Reprodução/Google Street View
São Paulo — Investigação preliminar da Polícia Militar de São Paulo apura um suposto episódio de racismo no 32º Batalhão Metropolitano da corporação, em Suzano, na região metropolitana. Uma soldado negra de 31 anos diz ter sofrido “constrangimento ilegal” ao ser obrigada por um tenente a ficar no alojamento da unidade durante uma inspeção externa no batalhão, enquanto os demais policiais faziam um churrasco de confraternização, no último dia 16 de julho.
Segundo o próprio tenente, Jandson Lemos Pereira, o motivo da ordem para que a soldado permanecesse no alojamento foi o penteado que ela usava. Na ocasião, Karolina Andres Penteado Brandão estava com tranças afro, o que é permitido pelo Comando Geral da PM, de acordo com resolução publicada em 6 de junho.
Em áudio anexado à investigação e obtido pelo Metrópoles, é possível ouvir o tenente Jandson discutindo com a soldado. Ele diz que não caberia a ela fazer questionamentos e que se a ordem fosse para “plantar bananeira”, ela seria obrigada a cumprir.
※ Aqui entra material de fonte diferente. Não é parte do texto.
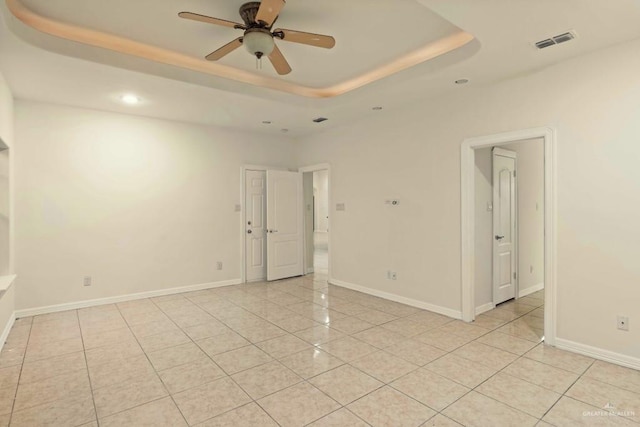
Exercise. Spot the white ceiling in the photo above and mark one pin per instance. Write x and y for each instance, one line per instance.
(71, 74)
“Eu faço, eu mando. Se for legal, você obedece. Se for ilegal, você vai verificar se é uma ordem incorreta e obedece mesmo assim. E eu vou arcar com a ilegalidade do meu ato. Se eu falar assim: ‘Planta de bananeira’, você vai plantar de bananeira e depois vai questionar meu ato pelos meios legais. Não é falar ‘não vou fazer’”, afirma o tenente Jandson.
Na gravação, é possível ouvir Karolina dizendo que foi desrespeitada e que foi “escondida” no alojamento por mais de 1h30, sendo impedida de almoçar e tomar seus medicamentos. “O senhor não me tratou com respeito. […] Eu atentei e cumpri a ordem de ir para o alojamento quando o senhor resolveu me esconder no alojamento”, diz ela.
Ouça:
Segundo informações que constam na apuração preliminar, a gravação foi feita pela própria soldado durante uma conversa com o tenente, que durou cerca de 30 minutos. Karolina teria cedido o áudio a seus superiores, e o material também foi usado em uma investigação contra ela própria. A soldado não foi localizada pela reportagem.
Em termo acusatório, Jandson Lemos Pereira afirma que Karolina cometeu “transgressão de natureza grave” ao “debater com o oficial, não deixando que ele terminasse suas alegações, recusando-se a ouvi-lo e o interrompendo diversas vezes”.
“Preconceito estrutural”
Na representação que fez contra seu superior, em 19 de julho, a soldado Karolina diz que, no início do expediente daquele dia, às 8h, passou por revista, como de praxe, e nenhum apontamento foi feito em relação ao seu penteado.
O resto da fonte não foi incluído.